Lisa Tauxe

Image
A photo of Lisa Tauxe
Lisa
Tauxe
Year
2014
Subject
Earth and Environmental Science
Award
Benjamin Franklin Medal
Affiliation
Scripps Institution of Oceanography | University of California, San Diego | La Jolla, California
Citation
For the development of observational techniques and theoretical models providing an improved understanding of the behavior of, and variations in intensity of, the Earth's magnetic field through geologic time.

Earth is a huge magnet nearly 8,000 miles in diameter, with a magnetic field that extends far beyond. The nature, behavior, and effects of our planet's magnetic characteristics are of enormous importance, not only to its inhabitants, but to the understanding of the evolution of life and of the Earth itself. The study of the changes in our planet's magnetic field over time is called paleomagnetism, and Lisa Tauxe is an unquestioned leader in the discipline and its related specialty, geomagnetism.

Measuring current geomagnetic levels in the iron-bearing rocks of our planet is difficult enough, but piecing together the behavior of Earth's magnetic field over 4 billion years is an even greater challenge. How do scientists find and interpret samples accurately and precisely? How do factors such as heat, volcanism, sedimentation, and convection affect and distort the paleomagnetic data? And while paleomagnetism has provided some of the strongest evidence for continental drift and plate tectonic processes, those very same phenomena can obscure vital information on the intensity and direction of Earth's magnetic field in the past. Lisa Tauxe has confronted these problems and many others throughout her career, devising ingenious approaches to address and solve them.

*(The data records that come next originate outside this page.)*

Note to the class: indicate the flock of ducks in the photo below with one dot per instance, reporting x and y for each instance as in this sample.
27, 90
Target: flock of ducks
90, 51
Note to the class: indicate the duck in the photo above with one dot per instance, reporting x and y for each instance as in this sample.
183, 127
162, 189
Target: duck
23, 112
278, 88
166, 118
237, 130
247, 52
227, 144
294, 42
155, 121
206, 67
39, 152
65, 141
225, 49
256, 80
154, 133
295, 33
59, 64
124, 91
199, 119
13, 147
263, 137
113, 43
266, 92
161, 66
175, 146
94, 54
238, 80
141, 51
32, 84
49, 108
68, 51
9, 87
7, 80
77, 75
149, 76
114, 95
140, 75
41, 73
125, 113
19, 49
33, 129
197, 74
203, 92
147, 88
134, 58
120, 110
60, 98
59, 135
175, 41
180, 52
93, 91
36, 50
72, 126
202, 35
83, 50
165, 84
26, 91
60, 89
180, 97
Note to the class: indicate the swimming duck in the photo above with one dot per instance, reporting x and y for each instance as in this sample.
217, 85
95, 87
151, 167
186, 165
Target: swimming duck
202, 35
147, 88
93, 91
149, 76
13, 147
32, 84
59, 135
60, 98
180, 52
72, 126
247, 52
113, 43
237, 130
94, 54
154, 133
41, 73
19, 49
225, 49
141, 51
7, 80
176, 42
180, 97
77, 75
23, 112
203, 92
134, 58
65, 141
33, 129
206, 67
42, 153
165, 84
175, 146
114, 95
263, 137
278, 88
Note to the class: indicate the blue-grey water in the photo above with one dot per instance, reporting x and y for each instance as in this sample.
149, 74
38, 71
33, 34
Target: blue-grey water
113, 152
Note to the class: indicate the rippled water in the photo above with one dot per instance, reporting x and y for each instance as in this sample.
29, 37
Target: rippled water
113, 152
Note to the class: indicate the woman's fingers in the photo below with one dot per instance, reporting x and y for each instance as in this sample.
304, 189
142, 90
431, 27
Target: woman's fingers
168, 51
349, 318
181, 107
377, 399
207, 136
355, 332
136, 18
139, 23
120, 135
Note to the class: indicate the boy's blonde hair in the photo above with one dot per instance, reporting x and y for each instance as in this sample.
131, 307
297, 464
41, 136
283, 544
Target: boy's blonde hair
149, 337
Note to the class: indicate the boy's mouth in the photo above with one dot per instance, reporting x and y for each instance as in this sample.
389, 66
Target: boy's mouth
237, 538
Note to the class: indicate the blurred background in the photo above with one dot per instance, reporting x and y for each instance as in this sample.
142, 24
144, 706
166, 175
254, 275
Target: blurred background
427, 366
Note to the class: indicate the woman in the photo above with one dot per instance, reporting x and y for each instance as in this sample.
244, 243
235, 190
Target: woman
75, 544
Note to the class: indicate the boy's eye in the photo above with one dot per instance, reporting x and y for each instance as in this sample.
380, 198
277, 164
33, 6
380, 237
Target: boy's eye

After earning her Ph.D. from Columbia University in 1983, Tauxe first made her mark in magnetostratigraphy, which examines the rock record of magnetic pole reversals. She soon turned her attention to marine sediments, establishing their usefulness as a tool for accurately measuring paleointensity, the magnitude of Earth's magnetic field over time. In fact, the study of paleointensity has been a leitmotif of Tauxe's professional career, and it is in this area that she has made some of her most notable contributions. She found that undersea basaltic glasses, formed by volcanic processes deep under the oceans, provide an ideal repository of paleointensity data. She developed new laboratory techniques to extract data from these glasses and the more common basaltic rocks found at the sea floor.

She also pioneered the paleointensity analysis of a material no one had ever before considered: copper slag residues found at primitive foundries at archaeological sites. Like the basaltic glass, slag proved to be an excellent record of magnetic field intensities. Tauxe has used these tools and others, along with her dogged persistence and dedicated research and sample collection, to compile and measure in detail both Earth's current magnetic field (from about 5 million years ago to the present) and its ancient history, including the many polar reversals that have occurred throughout geologic time scales. A recent contribution which hearkens back to her earlier work on sedimentary geomagnetism is her solution to the problem of inclination error—a distortion in the magnetic field direction that occurs as rock layers are flattened and compressed. Tauxe developed a statistical model that compares the paleomagnetic orientation of sediment layers with the expected temporal variations of magnetic field as a function of latitude, providing a way to accurately reconcile the two. This elongation-inclination technique makes it possible to better use paleomagnetic data to reconstruct the past positions of continents.

Paleomagnetism provides a unique perspective on the history and evolution of the Earth's iron core, which creates the magnetic field by the movement of molten iron. While the surface layers of our planet can be directly sampled and studied, the inner core is forever physically inaccessible by humans, so the data encoded in the geo- and paleomagnetic record is essentially our only window into Earth's deepest workings. As such, it is imperative that scientists have ready access to paleomagnetic and geomagnetic data, and Lisa Tauxe has worked tirelessly to ensure that access as one of the prime movers behind the Magnetics Information Consortium (MagIC) database. MagIC is a global enterprise, pooling paleomagnetic data collected by researchers all over the world and open to all.

Now Research Geophysicist at Scripps Institution for Oceanography and Distinguished Professor at the University of California, San Diego, Tauxe has published two seminal textbooks and more than 140 journal articles. She is a fellow of various scientific societies and is presently the general secretary of the American Geophysical Union. This partial listing of her professional honors and positions merely hints at the significance of Lisa Tauxe's innovative and wide-ranging contributions to geophysics and to the understanding of our planet.